Diet and Exercise Interventions to Increase Muscle Strength and Function

NCT02850562 | Completed

• 1 other identifier: IRB-1607001-EXP
• Study Type: interventional
• Target: 94
• Locations: 0 countries
• Sites: N/A

Brief Summary

The objective of this study is to test the effects of a healthy diet \& walking (Controls) compared to a healthy diet, walking, and balance/strength exercises (Intervention) on muscle density in two populations: elderly individuals and obese individuals. The intervention will be 3 months in length. During this time, both Control and Intervention groups will meet one time each week for educational sessions on healthy diet strategies and to participate in a group walk for the Control group or group exercises for the Intervention group. The Control group will be asked to walk on their own an additional 4 times per week (5 times total) for at least 10 minutes/day at the start of the study and build to 30 minutes/day by the 3-month time point. The Intervention group will walk two times per week using the same criteria as above, and in addition will do balance/strength exercises on a total of three days per week. Measurements will be made at baseline, at intervention completion (3 months) and at a follow-up (6 months -3 months after completion of the intervention). At 3 months, the control group will be invited to add the balance/strength exercises. The hypotheses are that adding balance \& strength exercises to a healthy diet plan will increase muscle density (decrease fat infiltration) and improve muscle function in the elderly and in the obese populations. Increases in muscle density are expected to show greater improvements in muscle function in the elderly population, while it is speculated that greater improvements in metabolic measures will show in the obese population. Participants in the intervention group will have a greater reduction in falls and less hospital, ER \& clinic visits compared to the control group, but both groups will have an improved quality of life, positive changes in eating behaviors, and decreased perceived stress.

Conditions

Obesity; Sarcopenia; Metabolic Syndrome X

Keywords

body composition,; Dual-Energy X-Ray Absorptiometry; sarcopenia; peripheral quantitative computed tomography; muscle density; elderly

Outcome Measures

Primary Outcomes (2)

• Change in Muscle Density

  Muscle density measures will be obtained by peripheral quantitative computed tomography (pQCT) using the XCT3000 densitometer (Orthometrix, Inc.).
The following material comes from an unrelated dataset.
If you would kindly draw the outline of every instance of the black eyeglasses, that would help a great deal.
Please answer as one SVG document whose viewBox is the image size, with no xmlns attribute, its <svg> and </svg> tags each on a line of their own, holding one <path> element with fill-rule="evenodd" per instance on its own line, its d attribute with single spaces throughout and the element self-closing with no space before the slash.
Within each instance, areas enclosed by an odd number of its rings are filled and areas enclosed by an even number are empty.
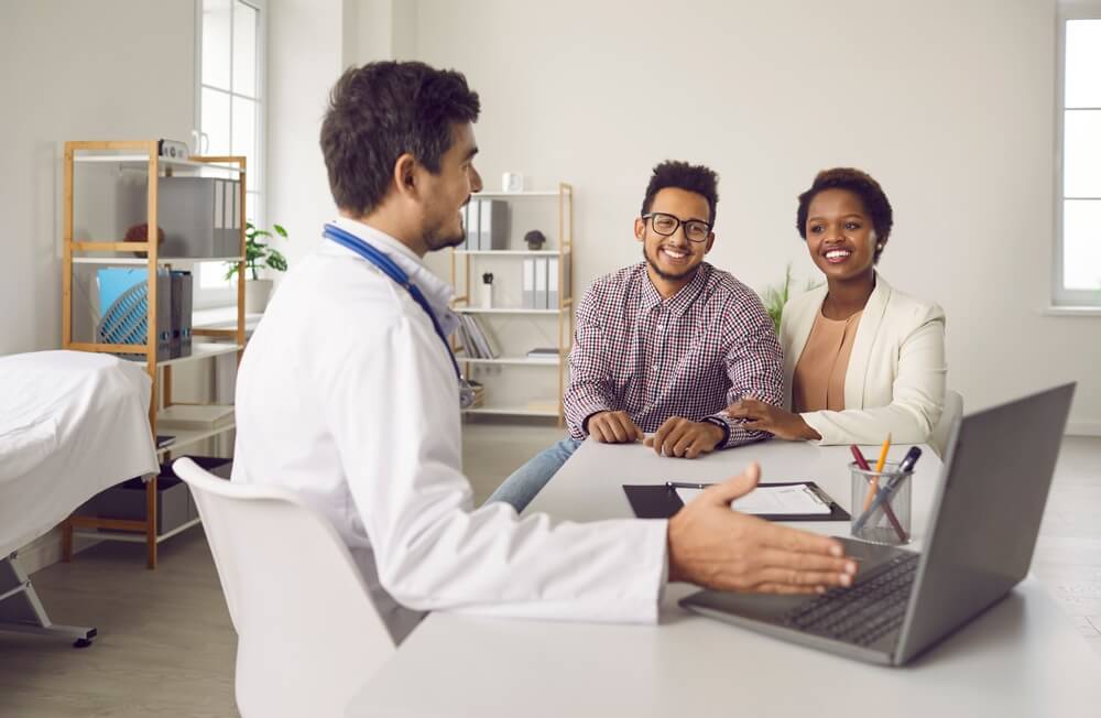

The image is obtained while the participant is seated and the right leg is extended through the gantry of the device. A scout view will be obtained to reference the end of the tibia and a slice at 66% of the tibia length from the distal end will be obtained. The 66% site is the thickest part of the calf and is used to measure muscle density in mg/cm3. The imaging will take approximately 10 minutes and the total radiation effective dose for the scout view and two slices is considered low (\< 1 μSv). The change in muscle density in mg/cm3 from baseline to intervention completion (3 months) will be used to test the effect of the intervention. The change in muscle density in mg/cm3 from baseline to follow-up (6 months) will be used to test the persistent effect of the intervention.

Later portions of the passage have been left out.